I’ve never wanted my life to be led by my limitations. I want to operate – i.e. do all the above – from strength, from abundance, from well-intentioned, well-calculated choice, from a place of liberty and freedom – not from lack thereof. I want to be fully capable and cognisant of the good choices I make about my life (and receive credit and acknowledgement I deserve). (Except then, I might never have started on them in the first place.)
For the first time, I beheld the cross and salvation or redemption in a light that now appears blindingly clear. On one hand, we want our means of redemption to be good-enough for our participation – that we have subscribed to a beautifully systematic religion superior in many ways to the philosophies being contested during first century Rome*.

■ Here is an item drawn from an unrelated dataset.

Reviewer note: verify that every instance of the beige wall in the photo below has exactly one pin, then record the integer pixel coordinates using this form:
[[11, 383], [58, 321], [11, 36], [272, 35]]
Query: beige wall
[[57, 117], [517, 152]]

Yet it is said, our redemption is won by the shockingly ridiculous and preposterous notion** that Jesus’ death on a cross (the most humiliating and punishment made for a criminal) paved the way to an exhilarating new life, reconciled to God. An object of scorn and humiliation = conduit for redemption. Preposterous, in the standard of those days. Plain tak masuk akal. “Foolishness”. It is therefore understandable that such a suggestion would be immediately mocked by the many, and breathtaking when many buy in to it.
An object of scorn and humiliation = conduit for redemption.
A setback that results in loss = conduit for a new lease of life.
Not cool trajectory. But it’s pretty Good News for someone in my position, if you ask me.
I’ve not mentioned God until this point. God is Immanuel. The unspoken Present, the quiet Being. I’ve vacillated in His presence more than anyone else I could dare to trust. I’ve moved from questioning myself to questioning God (finally got the guts and the free time to do it). I’ve been jaded and cynical about Him in my prayers to Him (ironically). I’ve also demanded answers from Him too during this time. But I’ve also experienced the comfort and assurance of being heard, of not having to know the answers, of knowing that God is in charge whether I feel like it or not. I guess that’s what God has been doing, sitting with me, caring for what’s left of impetuous, impulsive, free-as-a-bird me.
Where I’m getting at right now is this… I’m taking some time now to get back to life, whatever that’s going to look like. I’ve been stuck in a hermitage of sorts. I’ve been apprehensive, unsure of myself. I’ve been learning and relearning new habits. I’ve been meditating and trying to figure stuff out. I’ve been in and out of down times. I’ve been trying to get into things again and seeing how I do after. It’s been a stretch.
Last time I checked, there’s life in me still, and a life is to be lived, isn’t it? (Although staying in bed watching movies and series is a tempting option). I still very much want to connect, revisit our connection and get back into things again. So, here’s me reaching out to you (and feeling terribly awkward about this terribly awkward way), and saying, “Let’s be in touch again and pick things up where we left off. Soon, real soon.”
*1 Corinthians 1:17-31
**Lesslie Newbigin says this is like making the Gospel accommodate to rational and humanistic assumptions, and projecting it as superior within those assumptions.